I am using torch2.0 with cuda12.0. The env is installed by pip3 install torch torchvision torchaudio --index-url https://download.pytorch.org/whl/cu118. However, I found the distributed training stucks with no output. The GPU usage is normal, as I increase the batch size , the GPU usage will also rise. However, the model has no outputs for even one batch. The training script is here transformer_mlm. I found it stucks at outputs = self.parallel_apply(replicas, inputs, kwargs) in data_parallel.py during and thus there are no outputs.
I did a simple verification with this data parallel example. Also, I got no outputs for output = model(input).

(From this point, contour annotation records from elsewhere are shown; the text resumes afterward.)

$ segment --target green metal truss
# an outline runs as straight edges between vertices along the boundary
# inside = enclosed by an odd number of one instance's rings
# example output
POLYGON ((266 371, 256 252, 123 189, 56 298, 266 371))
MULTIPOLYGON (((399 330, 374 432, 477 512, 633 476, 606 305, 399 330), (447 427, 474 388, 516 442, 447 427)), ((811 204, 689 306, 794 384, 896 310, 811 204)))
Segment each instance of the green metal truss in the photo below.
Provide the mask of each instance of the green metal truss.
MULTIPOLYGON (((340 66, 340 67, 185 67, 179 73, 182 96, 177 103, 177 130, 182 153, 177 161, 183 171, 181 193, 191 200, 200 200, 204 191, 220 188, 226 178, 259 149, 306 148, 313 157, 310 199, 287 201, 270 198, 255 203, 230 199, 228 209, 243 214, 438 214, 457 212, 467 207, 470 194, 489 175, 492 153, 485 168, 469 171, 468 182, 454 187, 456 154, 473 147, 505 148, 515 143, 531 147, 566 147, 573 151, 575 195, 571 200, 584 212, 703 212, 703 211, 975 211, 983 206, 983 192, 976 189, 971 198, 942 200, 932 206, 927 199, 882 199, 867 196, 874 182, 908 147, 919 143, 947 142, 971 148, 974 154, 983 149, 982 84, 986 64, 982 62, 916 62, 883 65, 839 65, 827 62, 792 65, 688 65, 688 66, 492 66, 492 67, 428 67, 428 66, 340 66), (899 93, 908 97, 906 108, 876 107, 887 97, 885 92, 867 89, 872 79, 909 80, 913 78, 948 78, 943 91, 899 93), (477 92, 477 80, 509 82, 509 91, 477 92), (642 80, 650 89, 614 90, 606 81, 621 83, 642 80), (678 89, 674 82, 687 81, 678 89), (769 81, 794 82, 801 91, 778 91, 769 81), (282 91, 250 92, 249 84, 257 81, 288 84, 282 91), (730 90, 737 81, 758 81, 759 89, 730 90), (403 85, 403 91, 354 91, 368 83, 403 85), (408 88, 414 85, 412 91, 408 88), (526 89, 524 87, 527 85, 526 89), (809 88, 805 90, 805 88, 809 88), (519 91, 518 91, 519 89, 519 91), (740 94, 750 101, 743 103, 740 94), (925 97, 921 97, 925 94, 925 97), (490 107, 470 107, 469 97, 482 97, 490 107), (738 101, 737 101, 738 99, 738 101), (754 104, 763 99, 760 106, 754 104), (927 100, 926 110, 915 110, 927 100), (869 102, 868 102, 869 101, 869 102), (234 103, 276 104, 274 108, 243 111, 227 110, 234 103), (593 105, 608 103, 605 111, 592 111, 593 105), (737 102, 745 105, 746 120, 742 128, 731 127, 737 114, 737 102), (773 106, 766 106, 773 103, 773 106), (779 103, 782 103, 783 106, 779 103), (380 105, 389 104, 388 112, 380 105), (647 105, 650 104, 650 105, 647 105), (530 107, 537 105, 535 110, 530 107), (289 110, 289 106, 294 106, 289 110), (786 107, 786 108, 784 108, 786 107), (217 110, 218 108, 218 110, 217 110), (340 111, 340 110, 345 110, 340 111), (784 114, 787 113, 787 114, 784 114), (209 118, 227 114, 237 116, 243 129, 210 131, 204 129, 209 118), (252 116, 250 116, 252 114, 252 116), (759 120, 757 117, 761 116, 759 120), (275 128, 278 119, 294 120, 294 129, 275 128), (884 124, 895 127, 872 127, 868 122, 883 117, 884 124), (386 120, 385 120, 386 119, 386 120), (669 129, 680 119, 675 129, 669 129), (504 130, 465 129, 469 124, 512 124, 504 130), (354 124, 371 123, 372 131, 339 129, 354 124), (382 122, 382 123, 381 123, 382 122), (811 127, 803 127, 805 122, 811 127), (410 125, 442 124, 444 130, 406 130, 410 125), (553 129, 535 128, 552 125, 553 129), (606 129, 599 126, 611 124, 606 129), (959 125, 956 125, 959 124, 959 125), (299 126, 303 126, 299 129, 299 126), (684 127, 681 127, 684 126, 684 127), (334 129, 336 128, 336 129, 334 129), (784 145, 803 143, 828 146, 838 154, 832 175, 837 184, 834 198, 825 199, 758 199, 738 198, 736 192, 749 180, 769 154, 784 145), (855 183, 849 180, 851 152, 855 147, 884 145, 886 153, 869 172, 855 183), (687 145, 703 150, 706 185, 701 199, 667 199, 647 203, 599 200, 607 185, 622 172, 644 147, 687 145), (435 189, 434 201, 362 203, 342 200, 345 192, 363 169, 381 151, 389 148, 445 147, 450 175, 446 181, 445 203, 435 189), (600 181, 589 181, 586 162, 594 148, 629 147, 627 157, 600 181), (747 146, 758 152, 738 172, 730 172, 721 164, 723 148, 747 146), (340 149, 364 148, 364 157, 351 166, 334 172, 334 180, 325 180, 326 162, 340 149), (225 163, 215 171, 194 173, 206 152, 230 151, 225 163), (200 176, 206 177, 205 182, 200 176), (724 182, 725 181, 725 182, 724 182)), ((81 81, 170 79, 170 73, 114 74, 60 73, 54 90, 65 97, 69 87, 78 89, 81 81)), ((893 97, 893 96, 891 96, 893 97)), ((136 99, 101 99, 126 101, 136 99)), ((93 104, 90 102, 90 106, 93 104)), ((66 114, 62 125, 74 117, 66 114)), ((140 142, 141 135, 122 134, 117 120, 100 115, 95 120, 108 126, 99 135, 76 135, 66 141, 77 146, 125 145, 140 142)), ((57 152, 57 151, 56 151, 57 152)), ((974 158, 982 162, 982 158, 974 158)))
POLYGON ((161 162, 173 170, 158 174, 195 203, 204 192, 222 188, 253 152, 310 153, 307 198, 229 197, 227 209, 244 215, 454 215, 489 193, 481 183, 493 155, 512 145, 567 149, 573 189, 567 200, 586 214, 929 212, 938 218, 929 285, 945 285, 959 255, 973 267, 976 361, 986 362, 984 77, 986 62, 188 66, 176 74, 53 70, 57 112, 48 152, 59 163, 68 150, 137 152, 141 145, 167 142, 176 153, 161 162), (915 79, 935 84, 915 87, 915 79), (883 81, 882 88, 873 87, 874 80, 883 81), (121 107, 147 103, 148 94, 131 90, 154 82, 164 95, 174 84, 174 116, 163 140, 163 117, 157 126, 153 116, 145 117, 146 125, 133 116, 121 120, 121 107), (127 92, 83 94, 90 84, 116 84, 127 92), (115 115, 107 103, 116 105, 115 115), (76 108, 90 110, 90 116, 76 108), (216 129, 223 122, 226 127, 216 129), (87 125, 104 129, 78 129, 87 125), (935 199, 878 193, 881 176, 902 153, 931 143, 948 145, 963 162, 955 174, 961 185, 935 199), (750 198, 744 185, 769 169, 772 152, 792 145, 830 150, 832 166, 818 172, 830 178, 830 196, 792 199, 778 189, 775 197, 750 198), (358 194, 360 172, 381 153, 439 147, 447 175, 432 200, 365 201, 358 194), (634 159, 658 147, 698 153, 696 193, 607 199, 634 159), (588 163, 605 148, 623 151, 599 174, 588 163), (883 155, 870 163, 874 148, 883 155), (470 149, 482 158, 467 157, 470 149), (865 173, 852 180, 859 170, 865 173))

I am just curious, does pytorch2.0 does not support data parallel with cuda12.0? Do I need to downgrade cuda or pytorch?

Thanks a lot in advance.

The posted install command will use the CUDA 11.8 runtime with their corresponding math libs, not 12.0.
Are you able to execute the DDP tutorial successfully?

Thanks for replying! In my env, I can run the DDP tutorial, but I still cannot get the data parallel example passed. I just tested on another machine with the same env but with CUDA11.8 installed. It works. So I guess the issue may be raised by the CUDA version.

The PyTorch binaries ship with their own CUDA libs as already mentioned and I doubt your locally installed CUDA toolkit is related to the mentioned issue, as it won’t even be used unless you build PyTorch from source or a custom CUDA extension.

Good to hear DDP is working as it’s the recommended way since DataParallel is in maintenance mode.